The UN memorial garden in Arbour Hill in Dublin will be an early location in the fourth Moss Reid book. A small garden with at least three entrances/exits - one directly onto the street - yet secluded, tranquil and rather special.

It was officially opened by President McAleese in 1998; I guess that for most people who pass through it during the day it's just a charming shortcut between Stoneybatter's backstreets and the green space of Arbour Hill cemetery, whose grounds are often more like a public park, with their many dog-walkers and pram-pushers.

One entrance to the memorial garden is via the terraced streets. The blue metal door with its brass plate in a whitewashed wall on Mount Temple Road is overshadowed by the triangle-shaped park next door.

This triangled street corner has been cobbled and fenced off by railings - painted a UN sky blue - with headstones, a flagpole, a well-groomed tree (a weeping willow?) and a Celtic stone cross. The little park is dedicated to the soldiers and gardai who have died on UN duties.

But there is a second entrance to the memorial garden, not quite directly opposite the first one. It's from the Arbour Hill graveyard: a wooden door built into one of the cemetery's thick stone walls, tucked away at the end of a narrow path in the graveyard's northeast corner.

It takes you through to the little green oasis, walls on all four sides: redbrick, granite, redbrick, redbrick.

A walled garden with a thin, narrow patch of manicured grass and well tended flower beds, early daffodils, a compost corner, hanging baskets, planters, box hedge, metal benches painted the same UN sky blue again (with the letters "UN" in white).
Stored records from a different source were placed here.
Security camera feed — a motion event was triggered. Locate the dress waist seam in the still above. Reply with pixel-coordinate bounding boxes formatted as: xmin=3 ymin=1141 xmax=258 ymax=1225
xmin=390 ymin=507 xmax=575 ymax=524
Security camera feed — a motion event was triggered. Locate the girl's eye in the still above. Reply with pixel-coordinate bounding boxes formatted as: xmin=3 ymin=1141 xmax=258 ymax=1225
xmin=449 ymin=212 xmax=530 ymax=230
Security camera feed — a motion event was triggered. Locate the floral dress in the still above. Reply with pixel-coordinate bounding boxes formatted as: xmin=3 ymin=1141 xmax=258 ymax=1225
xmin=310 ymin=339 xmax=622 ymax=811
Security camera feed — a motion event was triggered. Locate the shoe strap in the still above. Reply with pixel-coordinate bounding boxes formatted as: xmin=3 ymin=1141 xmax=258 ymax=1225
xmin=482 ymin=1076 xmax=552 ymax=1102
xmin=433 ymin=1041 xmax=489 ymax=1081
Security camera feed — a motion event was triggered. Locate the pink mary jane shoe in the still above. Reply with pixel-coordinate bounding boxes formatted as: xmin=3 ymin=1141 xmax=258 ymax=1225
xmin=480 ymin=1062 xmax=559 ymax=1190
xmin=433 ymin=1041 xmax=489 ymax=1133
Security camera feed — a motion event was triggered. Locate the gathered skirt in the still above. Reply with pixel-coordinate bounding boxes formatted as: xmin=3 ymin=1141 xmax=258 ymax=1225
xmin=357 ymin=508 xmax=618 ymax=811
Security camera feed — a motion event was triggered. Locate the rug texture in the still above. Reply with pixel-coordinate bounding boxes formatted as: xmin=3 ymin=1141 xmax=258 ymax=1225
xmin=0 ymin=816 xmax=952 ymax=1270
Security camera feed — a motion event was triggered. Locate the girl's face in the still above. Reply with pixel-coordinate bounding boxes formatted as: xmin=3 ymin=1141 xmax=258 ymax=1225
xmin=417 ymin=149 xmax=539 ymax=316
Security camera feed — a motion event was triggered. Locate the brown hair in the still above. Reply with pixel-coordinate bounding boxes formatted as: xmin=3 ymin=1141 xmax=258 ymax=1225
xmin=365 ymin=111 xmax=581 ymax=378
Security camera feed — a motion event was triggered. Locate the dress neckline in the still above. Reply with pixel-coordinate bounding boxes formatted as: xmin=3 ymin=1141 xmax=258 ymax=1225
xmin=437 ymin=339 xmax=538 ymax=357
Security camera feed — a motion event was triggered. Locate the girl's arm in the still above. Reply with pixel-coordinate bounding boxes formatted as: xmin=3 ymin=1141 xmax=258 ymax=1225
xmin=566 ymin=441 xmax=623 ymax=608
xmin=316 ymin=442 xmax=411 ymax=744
Dotted around the beds and benches are shiny stone spheres, buddhas, garden gnomes, toys, swan statues, a clock-like thermometer, and roughly painted signs for "Leafy Glade".

At one end of the garden is Arbour House, once the living quarters for the caretaker or the master of a nearby school. It's now a heritage centre and the HQ of IUNVA, the Irish United Nations Veterans Association. It leads on to at least one further entrance directly into the graveyard. Somewhere in the warren of buildings is yet another entrance, to Arbour Hill Boxing Club, "a club that everybody [once] feared".

After the buddhas and gnomes, at the opposite end of the garden is a further mix of bizarre bedfellows: a compost corner, a standard wooden picnic bench, and a khaki-green artillery gun. Don't ask me what type*; I don't do guns.

I've never seen anyone having a picnic here, or making compost, or lobbing shells into Stoneybatter from the gun for that matter.

Apart from the buddhas, I've never noticed any religious imagery in the memorial garden. In stark contrast, the graveyard next door is dominated by Christian symbols, from many of its gravestones to the huge golden crucifix on the 1916 Proclamation wall.

Maybe that's  the garden's secret: while some of its features are unashamedly military (the large field-gun is impossible to avoid), the garden is far from militaristic or even a particular religion.

It's a quirky, bright, friendly, calm and reflective space - possibly the very opposite of what you might expect.

(* Actually that field gun is a 25 Pounder. A small sign beside it says: "If it was possible to love a gun, this was the gun, genuinely loved and respected by gunners the world over." The 25 Pounder was introduced into service of the British Army in 1939, and introduced in the Irish Defence Forces 10 years later.)